The anti-oligarchy tradition played a central role in American constitutional thought and argument from the beginning…We cannot keep our constitutional democracy, our “republican form of government,” they argued, unless we restrain oligarchy and build a middle class broad and wide-open enough to accommodate everyone.
It may be fair to argue that the founding fathers were against the creation of an oligarchy, having just thrown off the chains of aristocracy, but it’s facile fantasy to believe that this meant they favored some pseudo-socialist nation whose primary purpose was the redistribution of wealth.
Americans working in this tradition did not agree on how broadly to define “everyone,” nor on what redistributive and structural reforms to advocate.

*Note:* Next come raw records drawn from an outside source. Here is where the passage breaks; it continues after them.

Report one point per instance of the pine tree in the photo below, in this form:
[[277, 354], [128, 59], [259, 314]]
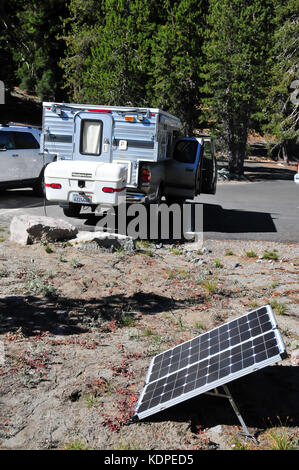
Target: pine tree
[[31, 28], [176, 61], [236, 48], [283, 99]]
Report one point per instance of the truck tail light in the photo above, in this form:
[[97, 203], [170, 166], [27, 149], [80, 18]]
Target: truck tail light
[[53, 185], [130, 118], [112, 190], [145, 175], [93, 110]]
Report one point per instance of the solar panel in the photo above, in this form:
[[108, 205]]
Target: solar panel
[[223, 354]]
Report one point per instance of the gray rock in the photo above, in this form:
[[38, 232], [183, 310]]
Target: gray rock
[[27, 229], [108, 241]]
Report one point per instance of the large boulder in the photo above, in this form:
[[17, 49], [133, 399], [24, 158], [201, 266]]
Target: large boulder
[[27, 229]]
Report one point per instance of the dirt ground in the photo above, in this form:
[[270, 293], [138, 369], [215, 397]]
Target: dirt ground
[[78, 329]]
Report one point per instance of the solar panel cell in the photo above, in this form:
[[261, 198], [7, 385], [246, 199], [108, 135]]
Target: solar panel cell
[[234, 349]]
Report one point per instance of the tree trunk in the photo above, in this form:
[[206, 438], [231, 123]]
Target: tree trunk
[[236, 161], [285, 154]]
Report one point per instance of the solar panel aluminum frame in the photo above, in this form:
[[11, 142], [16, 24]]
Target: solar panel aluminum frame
[[218, 383]]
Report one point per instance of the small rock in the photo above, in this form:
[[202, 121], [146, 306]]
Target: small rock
[[27, 229]]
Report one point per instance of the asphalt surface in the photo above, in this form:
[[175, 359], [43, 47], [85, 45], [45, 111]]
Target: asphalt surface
[[267, 208]]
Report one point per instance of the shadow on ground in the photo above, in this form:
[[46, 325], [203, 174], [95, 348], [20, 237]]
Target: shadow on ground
[[261, 173], [212, 218], [65, 316], [266, 398]]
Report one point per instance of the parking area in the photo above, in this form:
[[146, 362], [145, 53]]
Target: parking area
[[266, 208]]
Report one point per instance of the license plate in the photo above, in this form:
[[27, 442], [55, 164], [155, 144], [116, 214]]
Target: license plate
[[82, 199]]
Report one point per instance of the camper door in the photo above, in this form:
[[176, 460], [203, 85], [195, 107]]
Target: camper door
[[93, 136], [183, 170]]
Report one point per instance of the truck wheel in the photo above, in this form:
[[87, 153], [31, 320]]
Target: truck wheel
[[174, 200], [39, 187], [72, 211]]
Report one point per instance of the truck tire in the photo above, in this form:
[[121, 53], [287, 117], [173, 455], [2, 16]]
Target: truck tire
[[72, 211], [174, 200], [39, 187]]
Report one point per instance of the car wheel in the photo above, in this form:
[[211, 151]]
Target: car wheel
[[39, 187], [174, 200], [72, 211]]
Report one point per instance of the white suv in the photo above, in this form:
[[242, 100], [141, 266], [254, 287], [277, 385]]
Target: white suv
[[21, 163]]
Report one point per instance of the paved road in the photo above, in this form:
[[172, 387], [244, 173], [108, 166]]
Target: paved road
[[266, 209]]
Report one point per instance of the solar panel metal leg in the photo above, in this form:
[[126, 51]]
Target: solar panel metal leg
[[228, 395]]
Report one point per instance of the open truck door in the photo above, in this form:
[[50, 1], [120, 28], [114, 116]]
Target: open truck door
[[209, 167], [93, 136], [183, 171]]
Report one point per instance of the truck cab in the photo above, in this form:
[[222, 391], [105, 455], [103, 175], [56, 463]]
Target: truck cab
[[91, 140]]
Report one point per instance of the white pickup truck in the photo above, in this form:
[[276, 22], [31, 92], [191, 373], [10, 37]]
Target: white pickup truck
[[104, 152]]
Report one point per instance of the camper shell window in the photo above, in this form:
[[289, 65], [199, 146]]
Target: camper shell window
[[185, 151], [91, 137]]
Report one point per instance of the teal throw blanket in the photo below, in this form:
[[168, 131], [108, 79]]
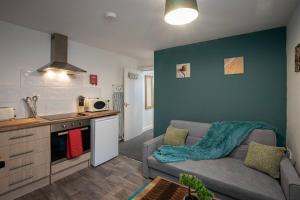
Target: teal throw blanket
[[221, 138]]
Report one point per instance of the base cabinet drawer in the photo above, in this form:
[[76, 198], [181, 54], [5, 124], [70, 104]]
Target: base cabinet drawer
[[25, 162], [23, 177], [24, 149], [24, 135]]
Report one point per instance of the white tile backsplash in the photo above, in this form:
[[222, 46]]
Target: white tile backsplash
[[23, 50]]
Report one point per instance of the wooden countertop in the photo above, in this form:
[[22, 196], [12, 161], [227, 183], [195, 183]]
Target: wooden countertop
[[16, 124]]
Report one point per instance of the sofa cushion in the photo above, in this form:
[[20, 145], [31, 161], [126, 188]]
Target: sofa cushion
[[175, 136], [264, 158], [228, 176]]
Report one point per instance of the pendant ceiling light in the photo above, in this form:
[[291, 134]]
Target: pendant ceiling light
[[180, 12]]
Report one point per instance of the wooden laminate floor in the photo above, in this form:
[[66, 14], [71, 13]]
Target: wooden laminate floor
[[116, 179]]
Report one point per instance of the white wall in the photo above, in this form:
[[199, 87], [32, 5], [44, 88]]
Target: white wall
[[148, 114], [23, 50], [293, 88]]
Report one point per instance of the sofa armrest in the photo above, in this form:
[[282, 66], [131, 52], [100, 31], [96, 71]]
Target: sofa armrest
[[148, 149], [290, 181]]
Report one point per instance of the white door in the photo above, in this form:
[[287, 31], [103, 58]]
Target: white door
[[133, 103], [105, 143]]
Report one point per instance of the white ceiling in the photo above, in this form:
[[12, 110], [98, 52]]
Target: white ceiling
[[140, 29]]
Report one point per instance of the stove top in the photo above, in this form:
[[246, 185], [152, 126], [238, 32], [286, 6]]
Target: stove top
[[62, 116]]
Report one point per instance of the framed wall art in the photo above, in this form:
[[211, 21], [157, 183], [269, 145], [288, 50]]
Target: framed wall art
[[234, 65], [183, 70]]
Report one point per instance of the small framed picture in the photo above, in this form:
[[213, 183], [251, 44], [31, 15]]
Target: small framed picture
[[183, 70], [234, 65], [297, 58]]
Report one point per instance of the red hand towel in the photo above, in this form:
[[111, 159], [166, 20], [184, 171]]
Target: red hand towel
[[74, 143]]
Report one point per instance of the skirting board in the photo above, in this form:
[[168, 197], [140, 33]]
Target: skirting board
[[26, 189]]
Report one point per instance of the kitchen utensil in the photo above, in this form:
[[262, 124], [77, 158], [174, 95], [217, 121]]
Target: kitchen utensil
[[7, 113], [31, 103]]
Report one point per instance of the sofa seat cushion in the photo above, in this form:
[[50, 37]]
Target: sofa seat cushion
[[228, 176]]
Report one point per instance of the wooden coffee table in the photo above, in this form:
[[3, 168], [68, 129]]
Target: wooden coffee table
[[161, 189]]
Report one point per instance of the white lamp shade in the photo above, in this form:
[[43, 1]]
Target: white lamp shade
[[180, 12]]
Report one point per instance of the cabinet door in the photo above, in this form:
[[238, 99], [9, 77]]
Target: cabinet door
[[104, 139]]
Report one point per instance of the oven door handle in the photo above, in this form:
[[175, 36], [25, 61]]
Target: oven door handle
[[66, 132]]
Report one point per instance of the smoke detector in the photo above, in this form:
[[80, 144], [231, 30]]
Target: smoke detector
[[111, 16]]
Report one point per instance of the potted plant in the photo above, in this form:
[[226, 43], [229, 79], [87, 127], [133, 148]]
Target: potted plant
[[195, 186]]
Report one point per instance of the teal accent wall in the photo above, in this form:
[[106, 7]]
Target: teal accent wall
[[209, 95]]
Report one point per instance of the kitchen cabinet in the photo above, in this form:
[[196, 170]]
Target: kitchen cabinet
[[104, 139], [26, 153]]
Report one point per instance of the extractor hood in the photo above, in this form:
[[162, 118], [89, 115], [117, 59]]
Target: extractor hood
[[59, 56]]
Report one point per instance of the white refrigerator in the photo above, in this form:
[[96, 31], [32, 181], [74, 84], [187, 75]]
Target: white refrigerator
[[104, 139]]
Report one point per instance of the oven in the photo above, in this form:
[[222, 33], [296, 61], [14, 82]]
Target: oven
[[59, 133]]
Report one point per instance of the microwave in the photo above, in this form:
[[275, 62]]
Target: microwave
[[96, 104]]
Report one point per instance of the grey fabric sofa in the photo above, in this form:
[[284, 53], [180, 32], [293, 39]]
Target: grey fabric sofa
[[228, 177]]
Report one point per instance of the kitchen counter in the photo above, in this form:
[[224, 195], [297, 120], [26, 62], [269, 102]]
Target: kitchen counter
[[16, 124]]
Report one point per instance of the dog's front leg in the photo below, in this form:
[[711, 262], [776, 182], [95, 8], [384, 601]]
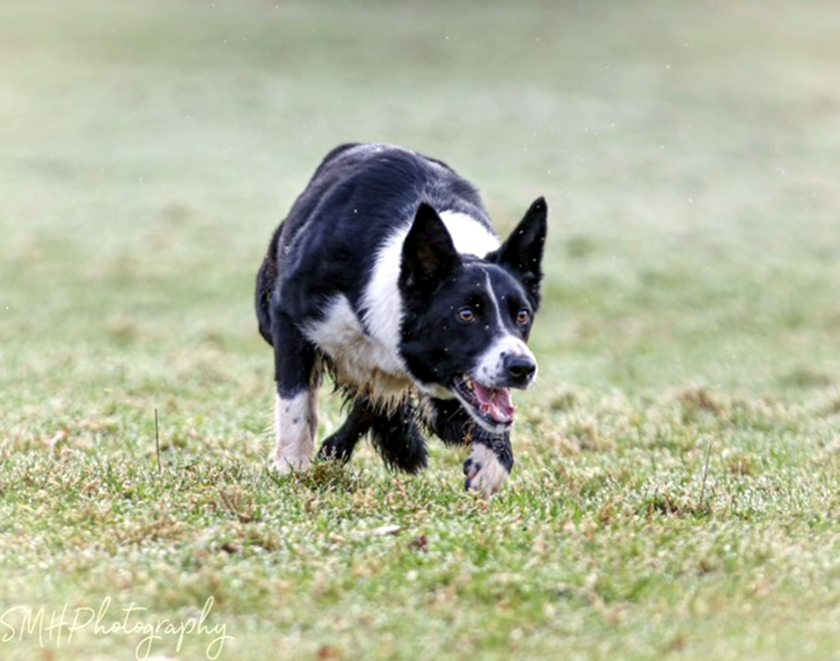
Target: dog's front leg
[[490, 463], [297, 396], [491, 460]]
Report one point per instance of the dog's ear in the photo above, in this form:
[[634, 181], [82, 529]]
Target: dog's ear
[[428, 254], [522, 251]]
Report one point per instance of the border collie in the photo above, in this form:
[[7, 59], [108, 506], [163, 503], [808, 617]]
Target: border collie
[[388, 275]]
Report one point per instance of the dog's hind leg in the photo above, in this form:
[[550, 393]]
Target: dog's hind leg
[[297, 374], [491, 461], [341, 444], [398, 439]]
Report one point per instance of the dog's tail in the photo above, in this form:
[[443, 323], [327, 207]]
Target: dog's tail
[[266, 279]]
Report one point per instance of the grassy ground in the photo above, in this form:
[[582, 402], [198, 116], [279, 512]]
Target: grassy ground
[[676, 491]]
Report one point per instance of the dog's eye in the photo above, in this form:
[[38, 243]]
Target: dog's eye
[[467, 315]]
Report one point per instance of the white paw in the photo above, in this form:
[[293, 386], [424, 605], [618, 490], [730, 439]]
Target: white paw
[[485, 473]]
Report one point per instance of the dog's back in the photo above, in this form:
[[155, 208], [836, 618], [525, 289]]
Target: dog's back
[[378, 274], [357, 196]]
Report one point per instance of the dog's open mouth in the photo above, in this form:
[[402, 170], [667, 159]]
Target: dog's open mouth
[[493, 406]]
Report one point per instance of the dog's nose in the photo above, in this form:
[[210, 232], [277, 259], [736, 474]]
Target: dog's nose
[[520, 369]]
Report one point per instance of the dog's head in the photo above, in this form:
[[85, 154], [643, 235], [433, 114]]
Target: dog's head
[[467, 319]]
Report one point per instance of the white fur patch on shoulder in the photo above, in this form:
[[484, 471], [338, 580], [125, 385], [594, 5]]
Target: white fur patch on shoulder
[[490, 475], [368, 361], [469, 235]]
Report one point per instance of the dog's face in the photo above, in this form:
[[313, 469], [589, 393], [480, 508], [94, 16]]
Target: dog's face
[[467, 320]]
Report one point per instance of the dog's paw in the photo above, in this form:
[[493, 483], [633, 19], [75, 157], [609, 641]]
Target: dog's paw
[[484, 471]]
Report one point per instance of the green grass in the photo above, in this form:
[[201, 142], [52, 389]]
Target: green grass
[[677, 488]]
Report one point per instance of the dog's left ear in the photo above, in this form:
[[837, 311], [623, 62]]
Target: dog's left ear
[[522, 251], [428, 255]]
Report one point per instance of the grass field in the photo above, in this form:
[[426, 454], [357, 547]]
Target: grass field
[[677, 487]]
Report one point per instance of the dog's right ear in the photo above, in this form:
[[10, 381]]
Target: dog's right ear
[[428, 255]]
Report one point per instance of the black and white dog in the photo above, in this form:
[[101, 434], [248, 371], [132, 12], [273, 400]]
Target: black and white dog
[[388, 274]]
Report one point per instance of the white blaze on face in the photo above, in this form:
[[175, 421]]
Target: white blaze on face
[[490, 368], [296, 422]]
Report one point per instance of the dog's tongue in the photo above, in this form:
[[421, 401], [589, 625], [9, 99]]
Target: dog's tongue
[[497, 403]]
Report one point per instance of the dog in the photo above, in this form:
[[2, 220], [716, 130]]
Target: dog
[[388, 275]]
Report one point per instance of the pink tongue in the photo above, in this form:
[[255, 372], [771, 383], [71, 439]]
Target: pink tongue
[[497, 403]]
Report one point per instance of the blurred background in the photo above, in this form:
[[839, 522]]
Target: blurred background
[[688, 153]]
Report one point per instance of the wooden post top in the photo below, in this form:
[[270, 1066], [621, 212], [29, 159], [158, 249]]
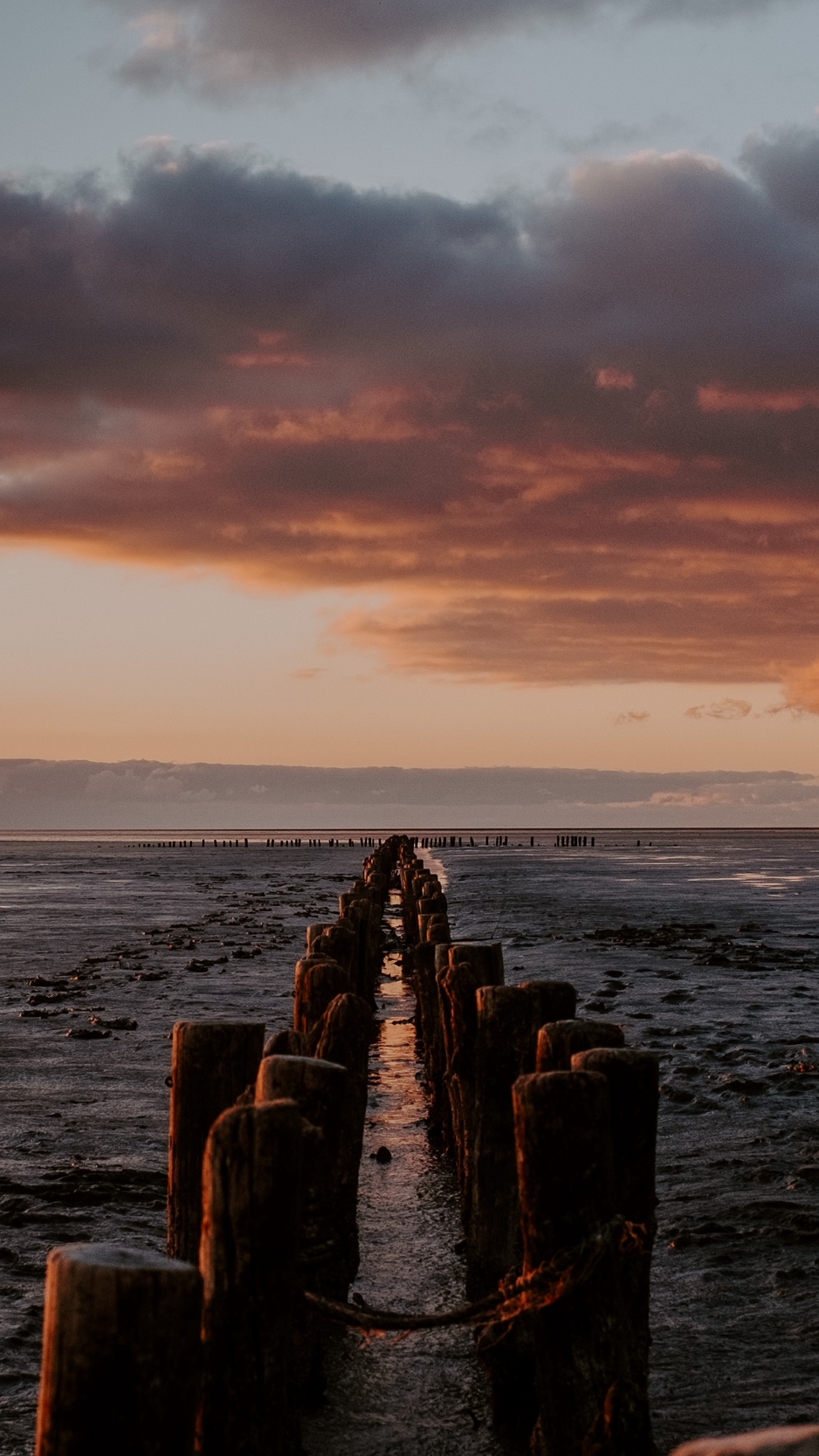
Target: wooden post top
[[117, 1257], [780, 1440]]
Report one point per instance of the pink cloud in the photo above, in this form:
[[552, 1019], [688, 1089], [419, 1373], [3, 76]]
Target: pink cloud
[[313, 386]]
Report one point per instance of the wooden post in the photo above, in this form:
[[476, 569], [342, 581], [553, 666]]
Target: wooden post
[[634, 1094], [120, 1353], [424, 958], [487, 960], [211, 1065], [346, 1035], [250, 1264], [320, 1091], [506, 1037], [317, 983], [286, 1043], [566, 1184], [507, 1024], [780, 1440], [560, 1040], [334, 943], [470, 965]]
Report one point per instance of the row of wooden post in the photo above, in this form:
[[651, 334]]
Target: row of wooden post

But they all seized hold of the tools the Constitution offers to check the work of a Supreme Court that too often sided with oligarchs: the corporate, landed and slaveholding elites.
It’s not wrong to argue that history reflects political choices made by presidents and Congress to push the envelope of what was constitutional against a Supreme Court slowed, if not stopped, change. Of course, that’s the nature of the Court, and law, to provide social stability so we don’t live in a constant state of legal flux that leaves us incapable of knowing what is and isn’t lawful.
So what do these progressive prawfs propose, beyond the obvious addition of new left justices and term limits?
Congress can delay jurisdiction, giving laws time to work — and become popular — before review is ripe. It can create politically unpalatable choices for the court through backup provisions that take effect if a law is struck down. None of these tactics will sit well with most Americans if they seem like nothing more than tit-for-tat politics. Progressives must also persuade a majority of Americans that the court is wrong about the Constitution — that it has the Constitution backward. The rights this court denies and the laws it strikes down are often ones the Constitution demands.
This is a very curious proposition, revealing two troubling and deeply progressive notions. First, they want to preclude challenges to woke laws to give them time to work, suggesting that they believe they will work, hope they will work, want them to work, but have no clue whether they’ll work. Should be leap off a cliff and hope that by flapping our arms really fast, we will fly?
The second is that if progressives laws are given time, they may “become popular.” In other words, at the time of enactment, they are unpopular, unwanted and undesired by the majority of Americans, but because progressives are smarter, righter and better than anyone else, they should be entitled to make their changes and, should they work, the groundlings will eventually come to like them. If you didn’t like the last oligarchy, give it some time and maybe you’ll like the new oligarchy better. All it takes is to marginalize the Supreme Court and let them decide what’s constitutional for themselves.